1
votes

The input for the parser is similar to this example:

struct Word{
    Word(std::string txt, int val)
    :text(txt)
    ,value(val)
    {}

    std::string text;
    int value;
};

int main()
{
    std::vector<Word> input;

    input.push_back(Word("This", 10));
    input.push_back(Word("is", 73));
    input.push_back(Word("the", 5));
    input.push_back(Word("input", 32));
}

The grammar for the parser is written for to the text variable of the Words and can look like this:

qi::rule<Iterator, int()> word = qi::string("This") | 
                                 qi::string("is") | 
                                 qi::string("the") | 
                                 qi::string("input"); 
qi::rule<Iterator, std::vector<int>()> start = +word;

Parsing the std::vector<Word> input should result in a vector containing the corresponding Integer values, for this example it would be

[10,73,5,32]
  1. Is this even possible with boost::spirit or should I take a different approach?

If this is could be a reasonable solution,

  1. How can one implement an Iterator for this, how does it look like?
  2. What should the semantic actions look like to create the corresponding synthesized attribute or do I need some other spirit "magic"?

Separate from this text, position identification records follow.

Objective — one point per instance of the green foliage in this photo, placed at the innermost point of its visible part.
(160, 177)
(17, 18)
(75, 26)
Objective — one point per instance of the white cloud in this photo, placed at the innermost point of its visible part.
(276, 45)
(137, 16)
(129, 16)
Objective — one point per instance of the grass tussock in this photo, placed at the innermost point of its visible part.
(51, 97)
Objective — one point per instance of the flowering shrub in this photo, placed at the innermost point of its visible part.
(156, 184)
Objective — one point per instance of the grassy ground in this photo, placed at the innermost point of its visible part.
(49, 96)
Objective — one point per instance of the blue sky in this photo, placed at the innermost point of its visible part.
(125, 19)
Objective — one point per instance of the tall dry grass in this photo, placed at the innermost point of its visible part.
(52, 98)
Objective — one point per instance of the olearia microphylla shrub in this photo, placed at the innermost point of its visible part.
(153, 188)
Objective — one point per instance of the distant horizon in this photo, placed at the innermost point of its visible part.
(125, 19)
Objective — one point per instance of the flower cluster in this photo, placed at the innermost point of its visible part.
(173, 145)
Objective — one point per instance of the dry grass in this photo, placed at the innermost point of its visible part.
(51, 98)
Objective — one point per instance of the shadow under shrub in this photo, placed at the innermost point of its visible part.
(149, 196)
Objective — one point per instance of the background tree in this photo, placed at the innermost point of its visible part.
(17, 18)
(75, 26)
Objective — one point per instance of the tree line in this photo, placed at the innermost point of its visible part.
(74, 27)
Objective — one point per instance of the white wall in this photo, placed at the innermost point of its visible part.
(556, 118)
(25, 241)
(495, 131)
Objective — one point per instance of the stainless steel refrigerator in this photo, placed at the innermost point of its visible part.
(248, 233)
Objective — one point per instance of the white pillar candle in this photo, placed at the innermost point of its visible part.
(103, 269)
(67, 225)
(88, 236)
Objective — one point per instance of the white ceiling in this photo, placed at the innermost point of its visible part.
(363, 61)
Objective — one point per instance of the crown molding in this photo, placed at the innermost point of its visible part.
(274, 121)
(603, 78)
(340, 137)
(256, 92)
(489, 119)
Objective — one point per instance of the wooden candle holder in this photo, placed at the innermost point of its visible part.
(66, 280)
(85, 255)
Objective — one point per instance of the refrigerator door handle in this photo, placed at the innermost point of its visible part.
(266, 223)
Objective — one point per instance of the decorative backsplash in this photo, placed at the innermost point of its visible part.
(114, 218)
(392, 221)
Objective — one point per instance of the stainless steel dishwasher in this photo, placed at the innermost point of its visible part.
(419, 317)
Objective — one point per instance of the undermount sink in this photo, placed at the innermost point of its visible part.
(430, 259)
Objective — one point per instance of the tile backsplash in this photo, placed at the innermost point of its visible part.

I hope I have provided enough information for this, let me know if not.


EDIT:

Looks like I asked not specific enough since I tried to keep this question as general as possible. Sehe's solution should work for what I described, but I have the following limitations:

  1. A Word can occur multiple times with different Integer values, there is no correlation between a Words text and its Integer value
  2. The "text" (in this example "This is the input") needs to be parsed anyway to complete another task. I have already written everything to do so and it would be really easy for me to add what I need, if only I could access the Integer value from inside the semantic actions somehow.
1

1 Answers

1
votes

This appears superficially more related to lexing (a.k.a. tokenizing or scanning). See Boost Spirit Lex.

With Spirit Qi "magic", use symbols:

Live On Coliru

#include <boost/spirit/include/qi.hpp>

namespace qi = boost::spirit::qi;

struct tokens : qi::symbols<char, int>
{
    tokens() {
        add
            ("This",  10)
            ("is",    73)
            ("the",   5)
            ("input", 32);
    }
};

int main() {
    std::string const input("This is the input");

    std::vector<int> parsed;
    std::string::const_iterator f = input.begin(), l = input.end();
    bool ok = qi::phrase_parse(f, l, qi::no_case[ +tokens() ], qi::space, parsed);

    if (ok)
        std::cout << "Parse success: ";
    else
        std::cout << "Parse failed: ";

    std::copy(parsed.begin(), parsed.end(), std::ostream_iterator<int>(std::cout, " "));

    if (f!=l)
        std::cout << "\nRemaining input: '" << std::string(f,l) << "'\n";
}

Prints:

Parse success: 10 73 5 32 

See also qi::no_case and qi::symbols:

When symbols is used for case-insensitive parsing (in a no_case directive), added symbol strings should be in lowercase. Symbol strings containing one or more uppercase characters will not match any input when symbols is used in a no_case directive.